Coatings for SiC-SiC Compiste Hydrothermal Corrosion Protection

Structure of SiC/SiC composite (ORNL 2017)

Environmental barrier coatings for the next generation of accident tolerant fuel cladding

Silicon carbide/silicon carbide composites are a candidate for the next generation of accident-tolerant LWR fuel cladding. SiC has excellent stability at accident conditions compared to zirconium, making it an attractive option for safety enhancement. These materials combine SiC fibers in a SiC matrix with a pyrolytic carbon interlayer, providing improved mechanical properties to accommodate radiation-induced swelling.

However, SiC poses a few challenges before it can be implemented. One concern is the hydrothermal corrosion of SiC at normal LWR operating conditions. The corrosion of SiC in water can lead to gradual recession of the cladding tube and SiO2 build up in cool parts of the reactor. Water chemistry affects the corrosion rates of SiC depending on amounts of dissolved hydrogen and oxygen, which vary depending on the type of reactor. The weight loss of SiC in different water chemistries is shown below.

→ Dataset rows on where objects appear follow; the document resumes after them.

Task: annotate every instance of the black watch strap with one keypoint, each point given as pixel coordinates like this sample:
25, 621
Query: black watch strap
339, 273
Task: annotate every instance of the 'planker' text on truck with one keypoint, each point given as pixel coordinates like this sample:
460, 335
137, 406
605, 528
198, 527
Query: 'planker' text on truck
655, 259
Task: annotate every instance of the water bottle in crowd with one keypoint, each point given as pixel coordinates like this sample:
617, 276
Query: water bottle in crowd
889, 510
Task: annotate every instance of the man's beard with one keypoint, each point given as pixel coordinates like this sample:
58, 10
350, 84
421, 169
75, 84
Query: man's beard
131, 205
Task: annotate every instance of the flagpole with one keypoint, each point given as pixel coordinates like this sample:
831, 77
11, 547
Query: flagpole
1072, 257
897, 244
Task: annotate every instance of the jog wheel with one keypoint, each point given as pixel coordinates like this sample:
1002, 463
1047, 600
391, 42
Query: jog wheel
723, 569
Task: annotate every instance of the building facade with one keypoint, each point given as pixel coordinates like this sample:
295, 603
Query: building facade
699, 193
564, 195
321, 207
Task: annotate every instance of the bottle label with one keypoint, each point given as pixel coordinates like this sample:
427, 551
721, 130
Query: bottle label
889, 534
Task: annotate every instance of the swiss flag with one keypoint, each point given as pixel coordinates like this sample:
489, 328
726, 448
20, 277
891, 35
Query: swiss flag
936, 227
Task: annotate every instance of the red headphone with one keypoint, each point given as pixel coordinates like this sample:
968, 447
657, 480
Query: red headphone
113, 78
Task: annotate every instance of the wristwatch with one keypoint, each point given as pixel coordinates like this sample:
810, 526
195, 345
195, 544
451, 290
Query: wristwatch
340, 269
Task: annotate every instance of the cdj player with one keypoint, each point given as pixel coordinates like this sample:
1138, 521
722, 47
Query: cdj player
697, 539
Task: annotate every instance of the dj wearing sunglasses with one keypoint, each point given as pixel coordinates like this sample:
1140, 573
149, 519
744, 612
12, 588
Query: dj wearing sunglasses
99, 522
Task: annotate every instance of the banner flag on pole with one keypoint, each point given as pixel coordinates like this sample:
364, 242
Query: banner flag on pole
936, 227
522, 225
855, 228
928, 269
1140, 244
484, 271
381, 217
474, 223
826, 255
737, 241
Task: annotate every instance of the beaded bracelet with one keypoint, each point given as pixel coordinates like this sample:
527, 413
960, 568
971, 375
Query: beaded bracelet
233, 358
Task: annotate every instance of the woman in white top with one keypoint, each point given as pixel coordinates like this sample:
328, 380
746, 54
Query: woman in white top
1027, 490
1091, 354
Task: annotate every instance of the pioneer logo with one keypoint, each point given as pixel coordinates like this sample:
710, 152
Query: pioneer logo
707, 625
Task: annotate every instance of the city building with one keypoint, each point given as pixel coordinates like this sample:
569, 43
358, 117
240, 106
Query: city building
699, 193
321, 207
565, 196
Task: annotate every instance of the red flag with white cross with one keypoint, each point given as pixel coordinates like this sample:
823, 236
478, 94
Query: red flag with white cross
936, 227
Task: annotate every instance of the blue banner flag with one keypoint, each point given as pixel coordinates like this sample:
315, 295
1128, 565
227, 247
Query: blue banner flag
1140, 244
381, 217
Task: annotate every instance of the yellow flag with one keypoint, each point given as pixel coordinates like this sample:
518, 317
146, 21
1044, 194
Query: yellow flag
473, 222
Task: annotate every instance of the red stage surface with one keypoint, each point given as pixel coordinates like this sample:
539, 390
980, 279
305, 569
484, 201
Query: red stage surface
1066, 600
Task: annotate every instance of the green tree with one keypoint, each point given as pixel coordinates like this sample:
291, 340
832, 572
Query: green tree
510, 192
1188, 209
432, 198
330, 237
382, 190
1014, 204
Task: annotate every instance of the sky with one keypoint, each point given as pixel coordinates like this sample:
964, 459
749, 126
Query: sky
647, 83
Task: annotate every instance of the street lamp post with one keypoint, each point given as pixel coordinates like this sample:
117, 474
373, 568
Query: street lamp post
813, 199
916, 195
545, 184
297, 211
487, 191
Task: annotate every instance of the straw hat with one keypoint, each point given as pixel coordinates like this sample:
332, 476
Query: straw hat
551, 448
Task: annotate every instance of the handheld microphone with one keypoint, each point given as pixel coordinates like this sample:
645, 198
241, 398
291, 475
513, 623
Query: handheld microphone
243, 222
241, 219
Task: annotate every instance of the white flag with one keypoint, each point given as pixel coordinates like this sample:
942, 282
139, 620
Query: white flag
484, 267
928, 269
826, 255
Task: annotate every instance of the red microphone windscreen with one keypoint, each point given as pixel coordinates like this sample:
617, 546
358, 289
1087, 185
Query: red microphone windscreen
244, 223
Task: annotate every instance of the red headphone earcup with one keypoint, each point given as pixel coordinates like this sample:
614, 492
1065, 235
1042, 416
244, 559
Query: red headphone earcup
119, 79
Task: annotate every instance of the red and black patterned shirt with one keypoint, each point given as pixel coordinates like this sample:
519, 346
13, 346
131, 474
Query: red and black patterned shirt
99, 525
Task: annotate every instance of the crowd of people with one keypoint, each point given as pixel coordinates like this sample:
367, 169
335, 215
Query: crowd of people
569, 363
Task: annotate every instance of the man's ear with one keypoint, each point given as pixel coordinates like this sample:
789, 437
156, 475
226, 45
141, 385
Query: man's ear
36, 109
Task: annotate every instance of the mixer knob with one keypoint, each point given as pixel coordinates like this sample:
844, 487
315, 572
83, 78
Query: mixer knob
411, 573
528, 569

a) Corrosion equation of SiC in high temperature water b) Weight loss of monolithic SiC in various water chemistries (Terrani, JNM 2015)
Metallic PVD coating cross section on SiC for corrosion protection

 

 

 

 

 

 

 

 

In this project, we are studying various environmental barrier coatings and coating technologies to mitigate the corrosion of SiC in water. Candidates include both metallic and ceramic coatings produced with process such as PVD, cold spray, and thermal conversion. An initial study of different coating materials and technologies is underway.

Future Work

  • Further trials of various coating technologies
  • Advanced characterization of coating materials
  • PVD coating microstructure optimization
  • Preliminary static water autoclave tests
  • Water radiolysis-assisted hydrothermal corrosion tests
  • Mechanical testing of coatings on SiC tubes
  • Long-term coating corrosion tests in typical LWR water chemistries

Our collaborators on this project are Westinghouse Electric Company, General Atomics, and Argonne National Lab.